Pregunta

Using a parser generator I want to create a parser for "From headers" in email messages. Here is an example of a From header:

From: "John Doe" <john@doe.org>

I think it will be straightforward to implement a parser for that.

However, there is a complication in the "From header" syntax: comments may be inserted just about anywhere. For example, a comment may be inserted within "john":

From: "John Doe" <jo(this is a comment)hn@doe.org>

And comments may be inserted in many other places.

How to handle this complication? Does it require a "2-pass" parser: one pass to remove all comments and a second pass to create the parse tree for the From header? Do modern parser generators support multiple passes on the input? Can it be parsed in a single pass? If yes, would you sketch the approach please?

¿Fue útil?

Solución

I'm not convinced that your interpretation of email addresses is correct; my reading of RFC-822 leads me to believe that a comment can only come before or after a "word", and that "word"s in the local-part of an addr-spec need to be separated by dots (".").

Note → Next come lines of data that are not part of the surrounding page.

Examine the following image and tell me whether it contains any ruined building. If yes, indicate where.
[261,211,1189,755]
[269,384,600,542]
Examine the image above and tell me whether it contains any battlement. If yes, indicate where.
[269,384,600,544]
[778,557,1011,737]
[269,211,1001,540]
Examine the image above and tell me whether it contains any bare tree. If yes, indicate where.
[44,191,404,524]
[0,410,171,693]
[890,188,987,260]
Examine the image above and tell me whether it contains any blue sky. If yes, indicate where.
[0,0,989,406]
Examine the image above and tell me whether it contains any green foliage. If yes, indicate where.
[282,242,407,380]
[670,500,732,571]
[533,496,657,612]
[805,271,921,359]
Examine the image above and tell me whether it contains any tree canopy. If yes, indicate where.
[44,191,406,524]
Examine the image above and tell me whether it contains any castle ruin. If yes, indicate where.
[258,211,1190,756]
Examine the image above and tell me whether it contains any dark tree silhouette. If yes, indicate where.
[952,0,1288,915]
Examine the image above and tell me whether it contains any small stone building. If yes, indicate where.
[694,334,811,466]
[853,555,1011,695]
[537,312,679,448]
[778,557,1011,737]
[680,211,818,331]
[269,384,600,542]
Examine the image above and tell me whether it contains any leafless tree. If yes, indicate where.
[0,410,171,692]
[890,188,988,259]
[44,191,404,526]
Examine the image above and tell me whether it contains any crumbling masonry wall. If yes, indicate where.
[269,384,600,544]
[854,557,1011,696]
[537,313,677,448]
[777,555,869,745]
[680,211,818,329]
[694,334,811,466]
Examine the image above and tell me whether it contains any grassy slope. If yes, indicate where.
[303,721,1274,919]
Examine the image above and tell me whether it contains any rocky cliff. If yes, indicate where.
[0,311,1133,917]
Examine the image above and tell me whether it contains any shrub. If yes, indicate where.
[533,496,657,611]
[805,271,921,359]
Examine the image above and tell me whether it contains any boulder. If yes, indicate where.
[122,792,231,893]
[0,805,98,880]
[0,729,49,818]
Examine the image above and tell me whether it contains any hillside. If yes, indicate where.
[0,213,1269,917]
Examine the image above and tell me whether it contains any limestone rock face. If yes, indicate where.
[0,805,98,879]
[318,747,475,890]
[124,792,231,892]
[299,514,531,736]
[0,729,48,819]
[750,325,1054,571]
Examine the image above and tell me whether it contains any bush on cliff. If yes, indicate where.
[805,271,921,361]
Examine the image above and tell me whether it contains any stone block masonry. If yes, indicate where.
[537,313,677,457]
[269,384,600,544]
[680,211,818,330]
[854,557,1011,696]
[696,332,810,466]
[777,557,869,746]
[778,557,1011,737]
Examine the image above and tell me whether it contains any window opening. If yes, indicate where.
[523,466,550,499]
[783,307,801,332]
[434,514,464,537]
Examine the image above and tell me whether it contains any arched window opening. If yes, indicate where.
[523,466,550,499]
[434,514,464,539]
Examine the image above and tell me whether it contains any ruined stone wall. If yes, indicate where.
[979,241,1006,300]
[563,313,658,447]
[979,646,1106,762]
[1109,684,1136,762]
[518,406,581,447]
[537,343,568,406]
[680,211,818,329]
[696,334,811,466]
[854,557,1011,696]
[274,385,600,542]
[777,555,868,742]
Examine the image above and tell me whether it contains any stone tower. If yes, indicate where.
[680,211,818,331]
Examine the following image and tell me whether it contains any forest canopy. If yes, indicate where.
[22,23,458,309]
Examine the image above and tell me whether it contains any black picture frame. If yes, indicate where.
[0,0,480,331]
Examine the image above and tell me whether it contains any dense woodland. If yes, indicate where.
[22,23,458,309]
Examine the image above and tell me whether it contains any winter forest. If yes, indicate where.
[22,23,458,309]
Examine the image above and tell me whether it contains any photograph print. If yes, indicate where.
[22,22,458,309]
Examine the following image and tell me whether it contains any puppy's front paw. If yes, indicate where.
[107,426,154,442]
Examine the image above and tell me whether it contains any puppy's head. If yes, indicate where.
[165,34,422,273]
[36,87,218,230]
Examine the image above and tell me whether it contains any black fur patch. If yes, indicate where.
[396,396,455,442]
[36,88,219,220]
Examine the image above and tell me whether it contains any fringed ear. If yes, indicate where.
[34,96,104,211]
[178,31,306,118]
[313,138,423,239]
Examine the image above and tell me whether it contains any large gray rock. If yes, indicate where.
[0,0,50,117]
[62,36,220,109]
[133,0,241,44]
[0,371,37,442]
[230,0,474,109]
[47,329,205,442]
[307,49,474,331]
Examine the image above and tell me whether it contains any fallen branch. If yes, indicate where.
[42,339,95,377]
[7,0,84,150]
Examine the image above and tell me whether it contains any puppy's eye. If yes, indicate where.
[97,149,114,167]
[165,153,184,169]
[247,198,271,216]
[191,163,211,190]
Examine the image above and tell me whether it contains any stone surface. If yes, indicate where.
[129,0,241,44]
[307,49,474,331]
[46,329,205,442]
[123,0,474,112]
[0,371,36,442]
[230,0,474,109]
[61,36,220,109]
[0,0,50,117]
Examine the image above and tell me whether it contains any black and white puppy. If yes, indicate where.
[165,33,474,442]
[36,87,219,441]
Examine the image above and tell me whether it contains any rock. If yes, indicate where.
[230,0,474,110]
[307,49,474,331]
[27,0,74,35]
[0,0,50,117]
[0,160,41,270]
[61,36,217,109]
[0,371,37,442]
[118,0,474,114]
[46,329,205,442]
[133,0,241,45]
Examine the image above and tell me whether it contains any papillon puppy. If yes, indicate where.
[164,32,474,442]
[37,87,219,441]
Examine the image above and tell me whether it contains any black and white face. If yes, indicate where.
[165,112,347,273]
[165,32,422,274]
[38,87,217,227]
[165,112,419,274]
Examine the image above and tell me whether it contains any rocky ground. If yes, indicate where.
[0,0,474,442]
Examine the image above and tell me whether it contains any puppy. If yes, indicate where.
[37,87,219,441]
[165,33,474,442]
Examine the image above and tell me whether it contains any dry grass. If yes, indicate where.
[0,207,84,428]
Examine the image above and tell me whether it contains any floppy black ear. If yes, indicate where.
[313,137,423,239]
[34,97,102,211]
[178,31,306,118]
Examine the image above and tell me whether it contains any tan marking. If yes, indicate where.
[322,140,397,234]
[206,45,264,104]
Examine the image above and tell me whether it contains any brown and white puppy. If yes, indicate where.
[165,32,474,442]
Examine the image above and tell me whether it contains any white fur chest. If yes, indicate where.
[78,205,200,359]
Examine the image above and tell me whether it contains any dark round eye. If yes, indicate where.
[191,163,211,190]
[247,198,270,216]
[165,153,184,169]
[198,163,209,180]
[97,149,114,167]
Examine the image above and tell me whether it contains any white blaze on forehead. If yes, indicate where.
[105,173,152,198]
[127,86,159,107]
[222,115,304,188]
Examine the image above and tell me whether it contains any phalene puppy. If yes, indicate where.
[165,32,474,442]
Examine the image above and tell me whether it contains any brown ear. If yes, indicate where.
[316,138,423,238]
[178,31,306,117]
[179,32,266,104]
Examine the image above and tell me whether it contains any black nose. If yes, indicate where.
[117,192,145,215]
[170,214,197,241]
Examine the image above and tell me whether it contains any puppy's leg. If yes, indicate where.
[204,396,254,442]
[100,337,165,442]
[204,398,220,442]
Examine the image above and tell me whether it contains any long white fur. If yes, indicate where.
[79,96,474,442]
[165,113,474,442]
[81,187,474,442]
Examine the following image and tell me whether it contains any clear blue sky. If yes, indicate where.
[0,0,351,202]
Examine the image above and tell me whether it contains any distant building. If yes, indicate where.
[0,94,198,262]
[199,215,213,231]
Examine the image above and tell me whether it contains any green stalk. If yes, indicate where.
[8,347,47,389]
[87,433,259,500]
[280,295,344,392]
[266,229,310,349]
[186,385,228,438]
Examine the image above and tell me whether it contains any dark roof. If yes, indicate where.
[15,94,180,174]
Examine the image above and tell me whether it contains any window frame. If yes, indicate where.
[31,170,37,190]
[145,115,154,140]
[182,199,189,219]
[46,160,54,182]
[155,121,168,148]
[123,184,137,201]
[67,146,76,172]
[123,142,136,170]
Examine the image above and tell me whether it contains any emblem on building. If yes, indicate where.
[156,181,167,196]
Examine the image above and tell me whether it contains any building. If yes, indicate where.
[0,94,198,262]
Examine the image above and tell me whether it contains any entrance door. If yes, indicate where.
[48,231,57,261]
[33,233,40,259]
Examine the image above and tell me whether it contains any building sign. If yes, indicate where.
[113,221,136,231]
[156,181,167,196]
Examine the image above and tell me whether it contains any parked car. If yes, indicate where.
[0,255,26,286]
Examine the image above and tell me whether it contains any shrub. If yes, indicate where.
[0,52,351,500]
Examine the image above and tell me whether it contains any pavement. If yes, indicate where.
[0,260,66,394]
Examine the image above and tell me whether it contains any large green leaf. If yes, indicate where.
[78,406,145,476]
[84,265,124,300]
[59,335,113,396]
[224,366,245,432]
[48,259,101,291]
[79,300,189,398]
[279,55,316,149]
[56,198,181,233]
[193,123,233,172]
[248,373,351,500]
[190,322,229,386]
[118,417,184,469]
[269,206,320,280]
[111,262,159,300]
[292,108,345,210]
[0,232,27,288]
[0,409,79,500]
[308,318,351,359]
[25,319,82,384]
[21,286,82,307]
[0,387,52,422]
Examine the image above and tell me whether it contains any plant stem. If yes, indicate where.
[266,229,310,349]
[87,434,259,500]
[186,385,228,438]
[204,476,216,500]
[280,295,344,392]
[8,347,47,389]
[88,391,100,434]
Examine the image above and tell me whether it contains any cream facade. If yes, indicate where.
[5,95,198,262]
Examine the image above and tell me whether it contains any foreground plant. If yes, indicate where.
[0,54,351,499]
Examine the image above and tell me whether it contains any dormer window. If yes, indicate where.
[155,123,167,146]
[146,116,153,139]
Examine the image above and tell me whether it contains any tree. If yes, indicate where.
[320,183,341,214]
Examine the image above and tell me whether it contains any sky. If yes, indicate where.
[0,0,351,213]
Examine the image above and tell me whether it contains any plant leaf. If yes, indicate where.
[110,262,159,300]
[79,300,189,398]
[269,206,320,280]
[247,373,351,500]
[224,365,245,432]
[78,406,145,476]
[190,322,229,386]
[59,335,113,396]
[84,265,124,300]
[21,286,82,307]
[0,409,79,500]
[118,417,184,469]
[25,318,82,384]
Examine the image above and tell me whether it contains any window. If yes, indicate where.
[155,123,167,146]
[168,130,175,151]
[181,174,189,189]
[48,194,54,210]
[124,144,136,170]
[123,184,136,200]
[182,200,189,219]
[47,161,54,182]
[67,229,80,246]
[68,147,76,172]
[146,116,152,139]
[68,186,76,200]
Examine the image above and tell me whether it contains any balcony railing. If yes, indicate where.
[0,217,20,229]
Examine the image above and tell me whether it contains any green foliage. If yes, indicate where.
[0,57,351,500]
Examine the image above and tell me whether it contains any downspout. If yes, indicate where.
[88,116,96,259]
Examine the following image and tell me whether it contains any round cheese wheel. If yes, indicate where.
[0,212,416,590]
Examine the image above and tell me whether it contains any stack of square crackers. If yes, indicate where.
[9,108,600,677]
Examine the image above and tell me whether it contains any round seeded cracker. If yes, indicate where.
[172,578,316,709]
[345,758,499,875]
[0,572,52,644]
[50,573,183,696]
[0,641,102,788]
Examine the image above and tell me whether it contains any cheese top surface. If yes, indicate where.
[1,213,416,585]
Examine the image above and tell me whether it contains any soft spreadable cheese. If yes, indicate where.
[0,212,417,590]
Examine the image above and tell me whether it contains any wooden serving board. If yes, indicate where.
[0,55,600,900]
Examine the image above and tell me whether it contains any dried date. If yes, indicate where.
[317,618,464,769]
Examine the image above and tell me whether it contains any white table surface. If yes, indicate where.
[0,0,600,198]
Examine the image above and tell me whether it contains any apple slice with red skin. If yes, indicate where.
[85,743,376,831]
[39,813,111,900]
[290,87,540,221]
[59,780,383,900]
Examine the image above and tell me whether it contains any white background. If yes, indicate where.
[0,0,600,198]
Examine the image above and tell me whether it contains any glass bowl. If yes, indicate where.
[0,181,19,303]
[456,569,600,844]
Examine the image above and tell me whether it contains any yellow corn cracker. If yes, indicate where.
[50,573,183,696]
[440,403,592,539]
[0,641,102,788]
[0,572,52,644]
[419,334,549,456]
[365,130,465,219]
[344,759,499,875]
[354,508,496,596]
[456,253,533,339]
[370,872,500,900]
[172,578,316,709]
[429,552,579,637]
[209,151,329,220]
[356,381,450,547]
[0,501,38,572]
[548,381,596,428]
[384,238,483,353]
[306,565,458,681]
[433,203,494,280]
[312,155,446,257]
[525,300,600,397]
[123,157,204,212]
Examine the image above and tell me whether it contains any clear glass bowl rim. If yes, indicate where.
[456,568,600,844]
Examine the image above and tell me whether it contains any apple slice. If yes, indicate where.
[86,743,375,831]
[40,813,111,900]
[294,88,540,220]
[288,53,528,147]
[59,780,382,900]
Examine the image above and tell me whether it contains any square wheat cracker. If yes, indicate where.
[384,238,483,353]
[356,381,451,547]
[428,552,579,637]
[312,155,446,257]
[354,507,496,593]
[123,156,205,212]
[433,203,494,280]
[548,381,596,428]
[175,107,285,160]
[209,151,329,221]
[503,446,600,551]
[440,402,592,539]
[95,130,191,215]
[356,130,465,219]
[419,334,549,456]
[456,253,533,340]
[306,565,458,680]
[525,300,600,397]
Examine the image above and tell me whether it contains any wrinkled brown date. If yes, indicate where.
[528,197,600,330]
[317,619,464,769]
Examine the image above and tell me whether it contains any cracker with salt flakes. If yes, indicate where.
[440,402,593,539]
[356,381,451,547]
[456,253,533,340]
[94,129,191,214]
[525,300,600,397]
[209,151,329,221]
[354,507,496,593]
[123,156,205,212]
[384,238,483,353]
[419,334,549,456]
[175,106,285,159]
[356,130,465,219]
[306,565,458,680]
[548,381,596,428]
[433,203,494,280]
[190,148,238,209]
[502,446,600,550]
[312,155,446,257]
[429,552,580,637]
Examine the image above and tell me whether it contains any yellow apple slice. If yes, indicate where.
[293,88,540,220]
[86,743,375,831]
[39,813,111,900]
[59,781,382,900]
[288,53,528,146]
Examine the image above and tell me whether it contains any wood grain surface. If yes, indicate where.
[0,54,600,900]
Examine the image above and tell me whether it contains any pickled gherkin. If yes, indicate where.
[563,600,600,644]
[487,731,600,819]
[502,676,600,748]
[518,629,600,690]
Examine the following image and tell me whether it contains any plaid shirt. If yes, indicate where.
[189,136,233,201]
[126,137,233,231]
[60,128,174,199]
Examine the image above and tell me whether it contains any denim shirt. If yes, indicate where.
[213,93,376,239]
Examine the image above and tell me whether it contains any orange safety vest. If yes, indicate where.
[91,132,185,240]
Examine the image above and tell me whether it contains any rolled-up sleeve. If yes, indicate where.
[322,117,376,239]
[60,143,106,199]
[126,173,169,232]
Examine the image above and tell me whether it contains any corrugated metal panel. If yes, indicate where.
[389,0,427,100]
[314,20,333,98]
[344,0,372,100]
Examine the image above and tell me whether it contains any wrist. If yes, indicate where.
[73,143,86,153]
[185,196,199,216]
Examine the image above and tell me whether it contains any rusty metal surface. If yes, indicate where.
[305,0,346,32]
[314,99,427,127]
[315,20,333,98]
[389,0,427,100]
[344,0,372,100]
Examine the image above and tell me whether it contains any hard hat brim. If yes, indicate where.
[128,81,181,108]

Section 3.1.4 gives a pretty good hint on how to parse: you need a lexical analyzer which feeds syntactic symbols into the parser; the lexical analyzer is expected to unfold headers, ignore whitespace, and identify comments, quoted strings, atoms, and special characters.

Of course, RFC-822 has long been obsoleted, and I think that email headers with embedded comments are anachronistic.

Nonetheless, it seems like you could easily achieve the analysis you wish using flex and bison. As indicated, flex would identify the comments. Strictly speaking, you cannot identify comments with a regular expression, since comments nest. But you can recognize simple nested structures using a start condition stack, or even more economically by maintaining a counter (since flex won't return until the outermost parenthesis is found, the counter doesn't need to be global.)